The state of GDPR in 2022: why so many organizations are still struggling

Today marks the fourth anniversary of the EU General Data Protection Regulation (GDPR), which originally came into force in May 2018 and forced organizations to rethink the way they collect and store data from EU data subjects.

The GDPR gave consumers the right to be forgotten, while obliging private companies to obtain consent from data subjects to store their data and prepare to delete their information upon request.

But even years after the legislation came into force, many companies are struggling to maintain regulatory compliance while European regulators move to stricter enforcement action.

For example, Facebook is still struggling to comply with GDPR, as Motherboard recently discovered a leaked document that revealed the organization doesn’t know where all of its user data goes or how it’s processed.

Of course, the challenge of GDPR compliance isn’t just limited to Facebook. In fact, Amazon, WhatsApp and Google all had to pay nine-figure fines to European data protection authorities.

But why are so many organizations not complying with the regulation? The answer is complexity.

Why GDPR compliance is an uphill battle

The widespread movement of enterprises towards cloud services in recent years has increased complexity on all sides. Businesses use applications that store and process customer data in the cloud and often don’t have the visibility to protect those resources.

“Companies have done a lot of work to bring their systems and processes in line with the GDPR, but it is an ongoing exercise. As regulations change, so does technology,” said Steve Bakewell, Managing Director EMEA at penetration testing provider NetSPI.

“For example, the increasing use of cloud services has resulted in more data, including personal data, being collected, stored and processed in the cloud,” Bakewell said.
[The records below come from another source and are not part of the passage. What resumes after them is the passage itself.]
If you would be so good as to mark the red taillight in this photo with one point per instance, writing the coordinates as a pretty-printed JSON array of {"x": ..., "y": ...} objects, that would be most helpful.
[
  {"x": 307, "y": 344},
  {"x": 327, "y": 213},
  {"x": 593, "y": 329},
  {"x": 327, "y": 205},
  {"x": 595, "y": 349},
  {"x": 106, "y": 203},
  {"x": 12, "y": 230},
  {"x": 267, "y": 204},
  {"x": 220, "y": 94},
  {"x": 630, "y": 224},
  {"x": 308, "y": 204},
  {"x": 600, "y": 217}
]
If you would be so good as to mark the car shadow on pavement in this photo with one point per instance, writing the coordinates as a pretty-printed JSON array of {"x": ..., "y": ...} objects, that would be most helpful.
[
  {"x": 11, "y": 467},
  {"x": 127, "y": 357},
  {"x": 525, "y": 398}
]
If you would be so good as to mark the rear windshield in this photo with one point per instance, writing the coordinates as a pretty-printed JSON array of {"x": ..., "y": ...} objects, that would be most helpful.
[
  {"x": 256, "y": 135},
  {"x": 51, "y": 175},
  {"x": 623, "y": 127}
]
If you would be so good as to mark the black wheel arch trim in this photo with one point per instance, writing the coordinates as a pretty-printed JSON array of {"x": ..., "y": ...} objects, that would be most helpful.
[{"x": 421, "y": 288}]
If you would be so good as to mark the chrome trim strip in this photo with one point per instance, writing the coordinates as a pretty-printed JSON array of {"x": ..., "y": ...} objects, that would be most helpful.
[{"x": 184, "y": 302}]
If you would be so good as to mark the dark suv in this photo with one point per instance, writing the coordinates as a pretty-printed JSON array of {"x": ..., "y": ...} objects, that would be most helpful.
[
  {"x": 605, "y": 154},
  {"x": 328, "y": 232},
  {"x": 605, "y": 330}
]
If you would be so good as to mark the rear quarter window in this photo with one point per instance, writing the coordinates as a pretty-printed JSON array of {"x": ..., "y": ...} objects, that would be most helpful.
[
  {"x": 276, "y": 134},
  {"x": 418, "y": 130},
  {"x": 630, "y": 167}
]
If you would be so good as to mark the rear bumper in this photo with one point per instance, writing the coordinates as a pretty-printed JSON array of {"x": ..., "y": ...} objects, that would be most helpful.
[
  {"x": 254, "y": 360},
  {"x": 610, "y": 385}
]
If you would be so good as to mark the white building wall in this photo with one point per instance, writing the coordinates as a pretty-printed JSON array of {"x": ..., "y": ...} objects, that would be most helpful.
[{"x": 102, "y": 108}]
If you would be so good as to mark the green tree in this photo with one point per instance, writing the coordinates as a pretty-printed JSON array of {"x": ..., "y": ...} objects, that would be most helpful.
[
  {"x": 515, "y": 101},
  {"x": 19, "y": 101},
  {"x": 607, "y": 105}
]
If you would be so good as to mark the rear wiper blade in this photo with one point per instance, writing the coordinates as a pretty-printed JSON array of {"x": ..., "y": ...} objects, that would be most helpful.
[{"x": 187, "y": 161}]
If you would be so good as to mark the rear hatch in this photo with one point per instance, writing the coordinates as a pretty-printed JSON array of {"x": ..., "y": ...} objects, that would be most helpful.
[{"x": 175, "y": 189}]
With more data being stored and processed across native, hybrid and multi-cloud environments, organizations need to secure and keep transparent exponentially more data beyond perimeter defenses and traditional network monitoring.

Organizations like Facebook, which cannot determine exactly where personal data resides in a cloud environment or how it is processed, inevitably violate the regulation because they cannot secure customer data or remove the data of individuals who have given their consent .

Maintaining GDPR compliance in 2022 and beyond

While the GDPR mandates excellence in data processing in the cloud age, there are some strategies organizations can employ to make compliance more manageable. The first step for organizations is to identify where sensitive data is stored, how it is processed, and what controls or procedures are in place to protect or, if necessary, delete it.

Bakewell recommends organizations “understand and implement both privacy and security requirements in systems that process the data, and then conduct appropriate testing across all systems, on-premises, cloud, operational technology, and even physical, to validate that controls are effective and risks are properly managed. ”

Of course, determining how data is being used in the environment is easier said than done, especially when it comes to identity data as the number of digital identities that businesses are storing increases.

“Organizations have spread their identity data across multiple sources, and this spread of identity results in overlapping, conflicting, or inaccessible data sources. When identity data isn’t properly managed, it becomes impossible for IT teams to create accurate and complete user profiles,” said Chad McDonald, chief of staff and CISO at data fabric solution provider Radiant Logic.

When organizations fail to keep identity data accurate and to a minimum, they risk penalties for non-compliance.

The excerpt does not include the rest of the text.